Outbuildings, Landscape, and Grounds


Built by William Faulkner in 1931, the servants’ quarters was the first home of beloved family caretaker Caroline Barr. She lived in the house from 1931 to 1940 when she died at the age of 100. Later it became the home of Andrew and Chrissy Price, Faulkner’s groom and Estelle’s housekeeper, respectively. The Prices’ son, John, lived there until the mid-1980s.


This barn was built in the 1840s and was most likely used as a log cabin while the house was being built for the Sheegog family. Faulkner used it to house his milk cow and lawn tools. The barn was completely dismantled and restored in the early 1990s. The restoration team was able to reuse 97 percent of the original timbers.


Home to Faulkner’s horses (including Tempy, his favorite), the stable also provided storage for feed, tack, and a horse trailer.
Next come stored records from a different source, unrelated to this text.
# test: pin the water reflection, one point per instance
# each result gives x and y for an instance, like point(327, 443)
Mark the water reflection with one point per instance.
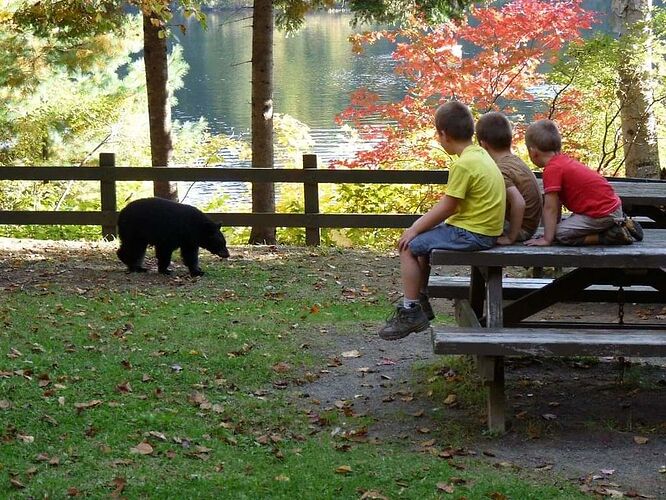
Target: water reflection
point(315, 71)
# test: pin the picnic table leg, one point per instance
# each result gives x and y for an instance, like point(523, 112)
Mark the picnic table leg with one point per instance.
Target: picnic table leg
point(491, 368)
point(477, 290)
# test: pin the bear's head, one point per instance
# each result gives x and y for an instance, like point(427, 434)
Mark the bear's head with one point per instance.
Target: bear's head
point(214, 242)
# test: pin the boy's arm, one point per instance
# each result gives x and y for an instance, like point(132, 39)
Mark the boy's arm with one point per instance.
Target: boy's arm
point(444, 208)
point(551, 214)
point(517, 204)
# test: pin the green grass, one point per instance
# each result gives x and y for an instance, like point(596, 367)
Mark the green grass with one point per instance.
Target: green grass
point(209, 374)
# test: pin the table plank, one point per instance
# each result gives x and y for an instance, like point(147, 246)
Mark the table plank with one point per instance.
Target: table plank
point(548, 342)
point(649, 253)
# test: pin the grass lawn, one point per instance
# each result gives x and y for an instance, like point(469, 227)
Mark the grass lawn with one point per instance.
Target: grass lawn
point(146, 386)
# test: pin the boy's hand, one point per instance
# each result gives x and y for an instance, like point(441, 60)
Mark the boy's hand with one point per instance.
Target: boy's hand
point(407, 236)
point(538, 242)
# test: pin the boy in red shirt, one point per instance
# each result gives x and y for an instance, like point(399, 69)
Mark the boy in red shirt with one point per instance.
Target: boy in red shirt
point(596, 217)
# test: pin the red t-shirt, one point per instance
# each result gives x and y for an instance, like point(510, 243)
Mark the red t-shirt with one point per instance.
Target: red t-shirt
point(581, 189)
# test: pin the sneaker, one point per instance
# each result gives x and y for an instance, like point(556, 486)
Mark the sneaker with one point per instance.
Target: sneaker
point(403, 321)
point(634, 228)
point(616, 235)
point(425, 305)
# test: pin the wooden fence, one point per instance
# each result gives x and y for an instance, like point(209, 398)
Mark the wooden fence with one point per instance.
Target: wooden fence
point(108, 174)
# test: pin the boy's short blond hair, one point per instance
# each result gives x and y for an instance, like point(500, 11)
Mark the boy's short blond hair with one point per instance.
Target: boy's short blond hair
point(456, 120)
point(544, 136)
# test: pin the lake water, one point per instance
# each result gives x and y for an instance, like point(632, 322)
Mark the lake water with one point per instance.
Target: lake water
point(314, 73)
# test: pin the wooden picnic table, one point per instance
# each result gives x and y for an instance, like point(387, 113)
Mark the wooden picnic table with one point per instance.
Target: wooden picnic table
point(490, 328)
point(642, 198)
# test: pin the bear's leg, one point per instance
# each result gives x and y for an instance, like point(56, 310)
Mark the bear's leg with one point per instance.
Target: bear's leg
point(132, 256)
point(190, 255)
point(163, 254)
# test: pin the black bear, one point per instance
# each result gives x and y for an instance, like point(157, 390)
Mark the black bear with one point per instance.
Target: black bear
point(167, 225)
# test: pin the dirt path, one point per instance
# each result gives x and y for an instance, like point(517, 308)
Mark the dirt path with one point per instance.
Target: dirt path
point(570, 417)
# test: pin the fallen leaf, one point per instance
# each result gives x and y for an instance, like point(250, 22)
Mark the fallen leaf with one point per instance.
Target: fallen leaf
point(281, 367)
point(373, 495)
point(86, 406)
point(26, 439)
point(125, 387)
point(450, 399)
point(343, 469)
point(16, 483)
point(142, 448)
point(119, 484)
point(446, 488)
point(158, 435)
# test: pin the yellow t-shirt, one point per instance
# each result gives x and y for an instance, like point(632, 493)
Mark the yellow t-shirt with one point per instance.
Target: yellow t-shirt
point(479, 186)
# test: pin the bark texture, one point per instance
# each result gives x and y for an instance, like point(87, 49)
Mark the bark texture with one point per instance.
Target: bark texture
point(159, 107)
point(636, 87)
point(263, 194)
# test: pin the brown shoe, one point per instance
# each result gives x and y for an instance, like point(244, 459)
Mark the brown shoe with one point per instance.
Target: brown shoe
point(403, 321)
point(634, 228)
point(616, 235)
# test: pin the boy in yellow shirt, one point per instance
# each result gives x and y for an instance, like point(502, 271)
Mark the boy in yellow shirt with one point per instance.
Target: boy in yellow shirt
point(470, 216)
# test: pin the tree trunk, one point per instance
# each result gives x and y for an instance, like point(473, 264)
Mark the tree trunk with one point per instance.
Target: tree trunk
point(159, 108)
point(263, 194)
point(636, 87)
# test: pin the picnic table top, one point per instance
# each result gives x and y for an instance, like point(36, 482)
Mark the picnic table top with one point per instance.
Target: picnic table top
point(649, 253)
point(643, 193)
point(639, 193)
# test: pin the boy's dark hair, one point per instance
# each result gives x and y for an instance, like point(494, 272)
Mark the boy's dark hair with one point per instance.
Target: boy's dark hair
point(544, 136)
point(456, 120)
point(495, 130)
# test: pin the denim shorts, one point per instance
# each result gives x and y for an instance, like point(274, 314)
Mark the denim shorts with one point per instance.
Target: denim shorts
point(446, 237)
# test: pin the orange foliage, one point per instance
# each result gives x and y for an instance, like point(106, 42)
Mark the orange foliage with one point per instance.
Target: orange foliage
point(488, 60)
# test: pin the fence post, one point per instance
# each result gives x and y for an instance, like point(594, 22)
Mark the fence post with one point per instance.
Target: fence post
point(311, 201)
point(107, 189)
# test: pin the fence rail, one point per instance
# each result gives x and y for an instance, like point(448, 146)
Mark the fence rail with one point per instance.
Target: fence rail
point(108, 174)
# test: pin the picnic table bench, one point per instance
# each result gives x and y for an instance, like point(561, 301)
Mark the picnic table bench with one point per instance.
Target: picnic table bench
point(491, 326)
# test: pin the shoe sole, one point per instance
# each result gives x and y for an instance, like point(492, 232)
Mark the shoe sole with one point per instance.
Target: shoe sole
point(420, 328)
point(635, 230)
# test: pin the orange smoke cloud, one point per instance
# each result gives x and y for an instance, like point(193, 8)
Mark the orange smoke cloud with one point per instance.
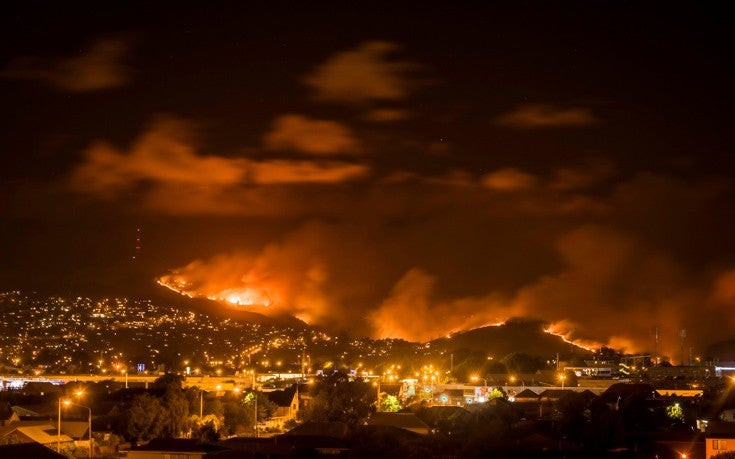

It was built by the author in 1957.


The scuppernog vines climbing on the arbor were planted by Faulkner. A standard in many Southern gardens, this cousin to the grape provided fruit for jellies and wine.


This structure served as a dwelling for enslaved people during the Sheegog occupation (1844-1872). It also presumably served as an outdoor kitchen until one was added to the house in the early 1900s. In the 1930s, Faulkner converted this building to a smokehouse, where he smoked and stored his hams. 


This garden centers on a “knot” of wisteria with surrounding bench. The privet hedge was kept low in the English style, with roses planted in the center of the geometric hedgerows. Faulkner was inspired to plant this garden after his many travels to Europe.


The east wall was built by Faulkner for privacy. The iron bench behind the house was placed by Faulkner in the 1940s and appears in family photos of the era.


The sunken patio was built for Jill’s wedding reception. Before 1930, a spring house was located on this spot.


The large eastern red cedar trees lining the walkway to Rowan Oak were planted after the yellow fever epidemic swept the South. It was believed that cedars “cleansed the air.” The eastern red cedar is not native to Mississippi, but thrives in the sand soil found around the property.


This early antebellum garden in the front of the house was originally a maze garden, with a circle of cedars at its perimeter. Inside the circle of cedars are raised brick beds, which contain sweet shrub and privet hedges. In the center was a magnolia tree. During Reconstruction, the garden was abandoned, and as a result, several volunteer trees grew among the brick beds, shading out the hedges. Faulkner liked the Gothic nature of the garden and left it in that condition. He told that the ghostly Judith Sheegog threatened to haunt the house if he “messed” with her garden.